Tuesday, March 24, 2009

Today's rant

I'm asking myself the same question that Leonard Pitts so eloquently posed in yesterday's editorial: "How fat is a woman allowed to be before her opinions no longer matter?"

Apparently Laura Ingraham knows the answer but she doesn't seem to be sharing exactly where the line is between an acceptable appearance (and therefore a right to have opinions and express them) and an unacceptable appearance which disqualifies a woman from the same. Presumably, the line is somewhere between Ms. Ingraham's own weight and that of Meghan McCain's.

Here's the story: John McCain's daughter blogged that she found Ann Coulter "offensive, radical, insulting and confusing." Laura Ingraham immediately responded by marginalizing Meghan McCain by calling her "plus-sized" and implying that her opinions don't matter for that reason. (Remember, Meghan was blogging, not giving speeches.)

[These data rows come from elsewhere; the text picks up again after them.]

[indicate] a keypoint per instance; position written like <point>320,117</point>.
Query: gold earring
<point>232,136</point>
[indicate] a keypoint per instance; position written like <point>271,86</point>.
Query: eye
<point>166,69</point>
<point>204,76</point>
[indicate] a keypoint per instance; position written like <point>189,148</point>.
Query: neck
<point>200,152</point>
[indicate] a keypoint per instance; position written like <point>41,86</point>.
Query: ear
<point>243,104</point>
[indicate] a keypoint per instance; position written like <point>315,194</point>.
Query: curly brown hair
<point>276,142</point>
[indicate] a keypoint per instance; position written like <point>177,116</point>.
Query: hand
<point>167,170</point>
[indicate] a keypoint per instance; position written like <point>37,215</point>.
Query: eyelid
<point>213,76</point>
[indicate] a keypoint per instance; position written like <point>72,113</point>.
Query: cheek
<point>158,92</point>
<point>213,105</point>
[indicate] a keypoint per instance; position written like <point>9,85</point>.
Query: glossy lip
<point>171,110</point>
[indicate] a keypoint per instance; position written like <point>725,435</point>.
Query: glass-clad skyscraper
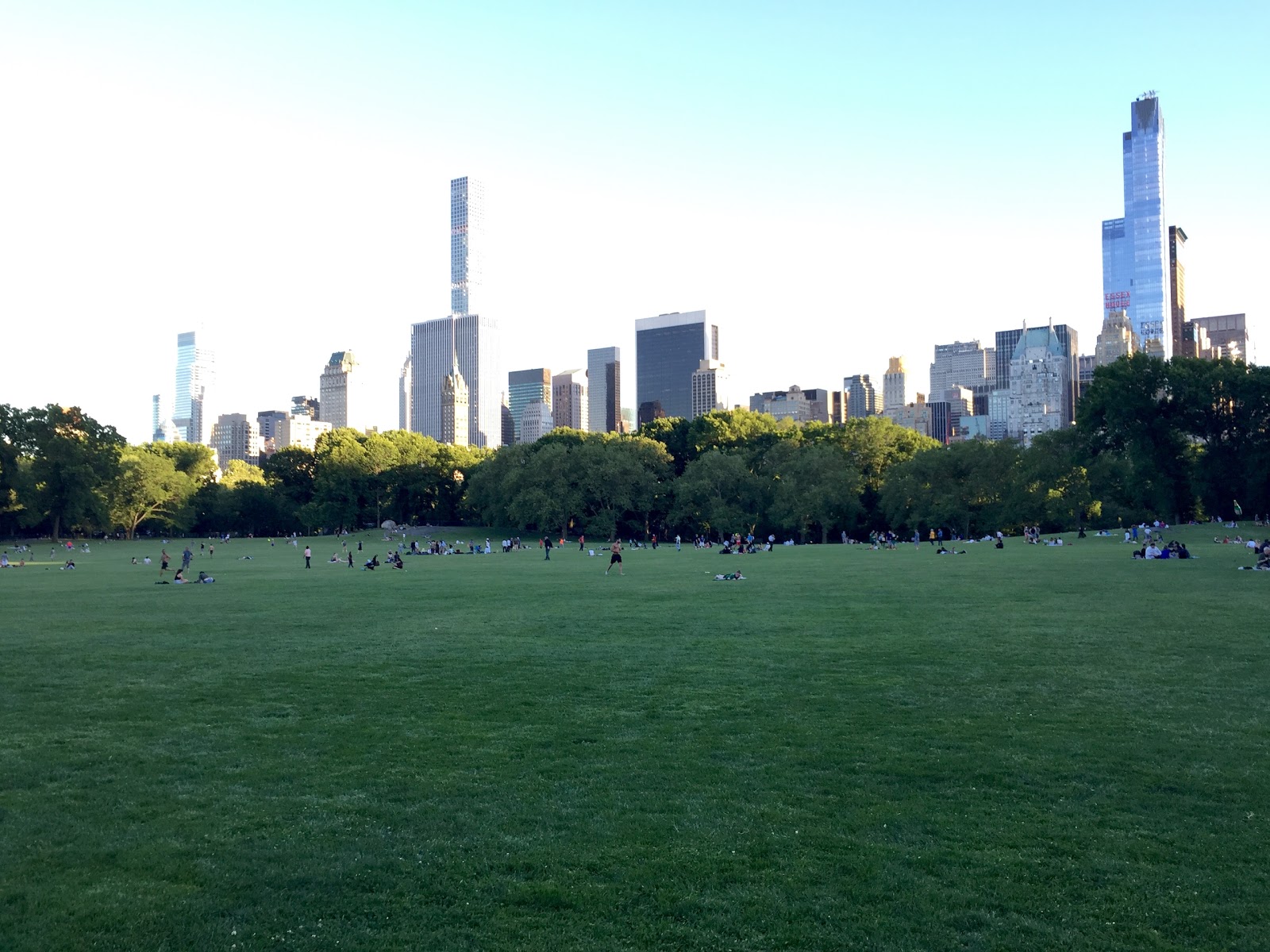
<point>1136,248</point>
<point>467,244</point>
<point>605,389</point>
<point>194,374</point>
<point>668,351</point>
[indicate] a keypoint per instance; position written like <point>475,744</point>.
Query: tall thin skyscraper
<point>605,389</point>
<point>467,244</point>
<point>406,391</point>
<point>1136,248</point>
<point>156,419</point>
<point>1178,292</point>
<point>196,372</point>
<point>668,351</point>
<point>465,336</point>
<point>895,385</point>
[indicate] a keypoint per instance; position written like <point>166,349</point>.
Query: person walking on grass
<point>616,558</point>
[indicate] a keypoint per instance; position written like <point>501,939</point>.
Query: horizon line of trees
<point>1172,440</point>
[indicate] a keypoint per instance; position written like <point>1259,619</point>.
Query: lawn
<point>1030,748</point>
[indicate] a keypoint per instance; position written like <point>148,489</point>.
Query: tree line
<point>1174,441</point>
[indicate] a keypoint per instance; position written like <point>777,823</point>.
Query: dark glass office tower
<point>668,349</point>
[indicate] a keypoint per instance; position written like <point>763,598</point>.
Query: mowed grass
<point>1030,748</point>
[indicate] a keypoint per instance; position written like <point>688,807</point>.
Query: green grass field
<point>1034,748</point>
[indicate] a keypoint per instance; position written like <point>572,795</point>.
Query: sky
<point>833,183</point>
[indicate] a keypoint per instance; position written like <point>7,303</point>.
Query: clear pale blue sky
<point>832,184</point>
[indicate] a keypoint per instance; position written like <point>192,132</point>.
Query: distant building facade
<point>1229,336</point>
<point>963,363</point>
<point>605,390</point>
<point>1136,247</point>
<point>1038,385</point>
<point>467,244</point>
<point>797,404</point>
<point>537,422</point>
<point>569,406</point>
<point>709,387</point>
<point>861,397</point>
<point>668,351</point>
<point>475,342</point>
<point>454,408</point>
<point>1070,343</point>
<point>406,391</point>
<point>298,431</point>
<point>235,437</point>
<point>338,393</point>
<point>895,385</point>
<point>914,416</point>
<point>525,387</point>
<point>196,376</point>
<point>1117,340</point>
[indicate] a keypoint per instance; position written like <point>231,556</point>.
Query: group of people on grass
<point>1174,550</point>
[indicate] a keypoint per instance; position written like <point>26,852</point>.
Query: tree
<point>1130,410</point>
<point>194,460</point>
<point>148,486</point>
<point>814,486</point>
<point>971,486</point>
<point>718,493</point>
<point>73,461</point>
<point>239,473</point>
<point>14,467</point>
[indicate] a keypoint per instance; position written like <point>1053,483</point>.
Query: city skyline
<point>310,228</point>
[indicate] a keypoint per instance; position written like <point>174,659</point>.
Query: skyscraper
<point>1068,342</point>
<point>196,372</point>
<point>963,363</point>
<point>522,389</point>
<point>404,395</point>
<point>235,437</point>
<point>467,244</point>
<point>895,385</point>
<point>709,387</point>
<point>338,391</point>
<point>1136,248</point>
<point>156,419</point>
<point>454,408</point>
<point>1178,291</point>
<point>861,397</point>
<point>464,340</point>
<point>605,389</point>
<point>433,347</point>
<point>668,351</point>
<point>569,399</point>
<point>1039,390</point>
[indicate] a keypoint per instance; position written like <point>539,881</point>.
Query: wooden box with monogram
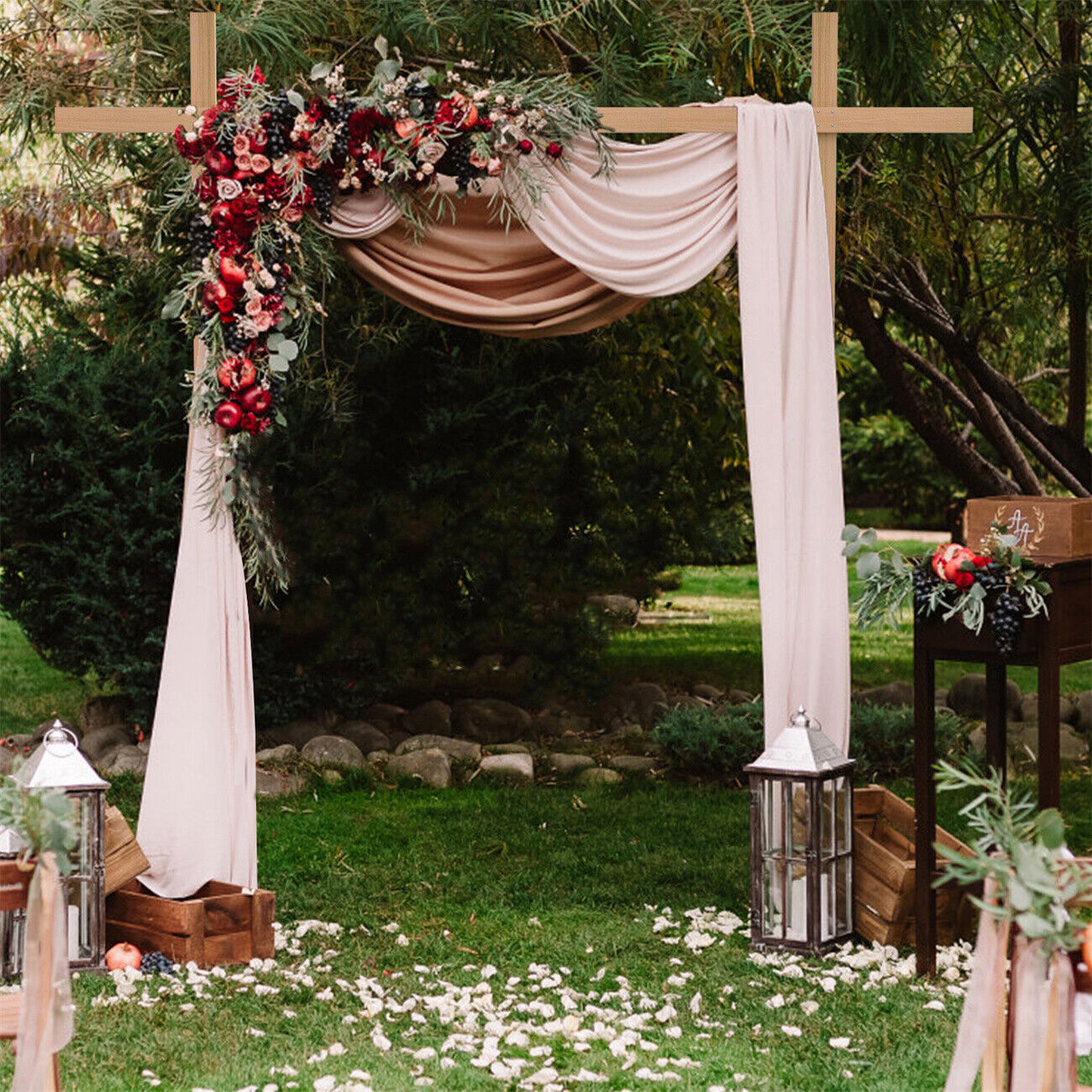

The part that bothers me is not that Ms. Ingraham wanted to defend Ms. Coulter. It's certainly her right to do so. It's more about that way we go about marginalizing women by reducing them to their weight and their appearance. We see it in the public arena all the time--Hilary Clinton being the most recent example of a capable woman being diminished by how the public's opinion of how she looks in a pantsuit. (If you don't believe me, go read any comment thread on any mainstream website.) I think Oprah Winfrey was initally embraced by women everywhere because she was a large woman who dared to say what she thought and acted like she thought she had a right to.

Since I think Hilary Clinton and Oprah can take care of themselves, however, I'm even more disturbed, when it shows up in women's personal lives. I can't count how many times I see smart, caring women reduced to shame and self-doubt when people in their lives call them "fat bitches" and "stupid cows" and "ugly." It's as though women ourselves buy into the poisonous myth that being overweight or being older or not being pretty disqualifies us, marginalizes us, and lessens our worth and our right to speak our minds.

By the way, Meghan McCain is about a size 8. What does that say about the rest of us?


Katherine Center said...

Hi! It's so fun to see my novel, The Bright Side of Disaster, on your reading pile! I hope you like it. I have a new novel called Everyone Is Beautiful that you might like. It has something to say on this topic of women and beauty. Thought you might like to see the trailer, too, which features a quote from the book that tries to broaden our concept of what's beautiful:


Hope you like it!!

pb said...

I think your observations are valid and most unfortunate. As I become older,fatter and less attractive, I find that my opinions are based on greater experience(obviously),broader sources of input, and a willingness to carefully consider issues raised by others to which my younger,slimmer self would have "knee jerked". I like this about myself - which is probably our best defense against the dismissiveness of others who don't consider the whole package. Too bad it's not always enough - even sometimes for our owns selves when we look in the mirror.